Arizona patients may know there are certain types of surgical errors that are seemingly avoidable but that unfortunately occur. These errors are referred to as "never events", because they are incidents that should not happen. In order to determine why these mistakes do occur, researchers with the Mayo Clinic identified 69 events that occurred over a five-year period to patients at its facility in order to determine why they happened.
Of the identified never events, 24 were from the wrong procedure being performed, 22 occurred when the wrong side or wrong site was operated on, 18 occurred when a foreign object was left inside the patient and five occurred when the wrong implant was put inside a patient. Approximately two-thirds of these incidents occurred during procedures that were relatively minor.
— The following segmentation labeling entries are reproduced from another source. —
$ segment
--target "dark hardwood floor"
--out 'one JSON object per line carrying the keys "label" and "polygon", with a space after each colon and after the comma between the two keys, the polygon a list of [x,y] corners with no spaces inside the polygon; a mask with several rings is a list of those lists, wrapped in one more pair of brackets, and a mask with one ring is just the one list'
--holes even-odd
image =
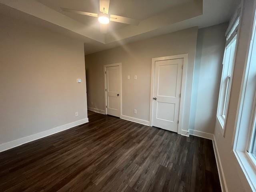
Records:
{"label": "dark hardwood floor", "polygon": [[221,191],[212,141],[88,112],[0,153],[0,191]]}

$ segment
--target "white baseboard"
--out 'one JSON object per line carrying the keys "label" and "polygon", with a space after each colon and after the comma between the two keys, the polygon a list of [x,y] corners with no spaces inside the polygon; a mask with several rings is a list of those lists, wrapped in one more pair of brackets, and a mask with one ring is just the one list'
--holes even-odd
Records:
{"label": "white baseboard", "polygon": [[14,147],[17,147],[25,143],[36,140],[49,135],[60,132],[64,130],[70,129],[76,126],[84,124],[89,122],[88,118],[81,119],[78,121],[74,121],[71,123],[61,125],[46,131],[40,132],[26,137],[10,141],[7,143],[0,144],[0,152],[8,150]]}
{"label": "white baseboard", "polygon": [[227,183],[226,182],[225,176],[224,175],[223,168],[222,168],[222,164],[221,164],[221,161],[220,161],[220,158],[219,150],[218,149],[218,147],[217,146],[217,144],[216,144],[216,140],[215,140],[215,137],[214,135],[213,135],[213,138],[214,139],[212,140],[212,145],[213,145],[213,150],[214,152],[221,190],[222,192],[228,192],[228,187],[227,186]]}
{"label": "white baseboard", "polygon": [[124,119],[125,120],[132,121],[132,122],[134,122],[135,123],[138,123],[140,124],[147,125],[148,126],[151,126],[150,122],[149,121],[143,120],[143,119],[137,119],[137,118],[134,118],[134,117],[129,117],[129,116],[123,115],[121,116],[121,118],[122,119]]}
{"label": "white baseboard", "polygon": [[186,130],[181,130],[181,135],[186,136],[186,137],[189,137],[189,132]]}
{"label": "white baseboard", "polygon": [[93,107],[88,107],[88,110],[106,115],[106,111],[102,109],[96,109],[96,108],[93,108]]}
{"label": "white baseboard", "polygon": [[196,130],[194,130],[193,129],[189,129],[188,131],[189,132],[189,134],[190,135],[202,137],[206,139],[210,139],[211,140],[213,140],[214,139],[214,134],[211,133],[197,131]]}

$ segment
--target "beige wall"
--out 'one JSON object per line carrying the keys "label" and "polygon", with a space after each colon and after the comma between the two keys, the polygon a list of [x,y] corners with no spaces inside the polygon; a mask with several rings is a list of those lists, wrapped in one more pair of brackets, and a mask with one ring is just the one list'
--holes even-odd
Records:
{"label": "beige wall", "polygon": [[83,42],[5,16],[0,26],[0,144],[87,118]]}
{"label": "beige wall", "polygon": [[227,27],[226,23],[198,30],[190,129],[214,133]]}
{"label": "beige wall", "polygon": [[[255,1],[245,0],[240,18],[240,26],[237,41],[236,54],[234,64],[232,85],[228,104],[225,137],[220,132],[220,125],[216,120],[214,135],[228,191],[252,191],[242,169],[233,152],[233,140],[236,131],[236,112],[242,82],[244,67],[246,63],[250,40],[249,30],[253,19],[253,4]],[[223,179],[223,178],[222,178]]]}
{"label": "beige wall", "polygon": [[103,65],[121,62],[122,115],[148,121],[152,58],[188,53],[184,127],[188,129],[198,30],[191,28],[86,55],[88,106],[105,110]]}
A gastroenterologic surgeon with the Mayo Clinic stated that, for a never event to occur, multiple things have to happen. Ultimately, researchers discovered that a total of 628 factors contributed to the identified errors, with four to nine factors being involved in each of the events. Some of the factors included stress, mental fatigue and unsafe actions. Oversight, inadequate supervision, poor problem planning and organizational issues were also common contributing causes to these events.
When surgical errors do occur, they can cause a patient unneeded harm, including extensive costs for the additional medical care and treatment necessary to correct the effects of the error as well as wages lost during the recovery period when the patient is unable to return to employment. Those who have been victims of such an event may wish to speak with a medical malpractice attorney to determine if any recourse is available against the negligent practitioner.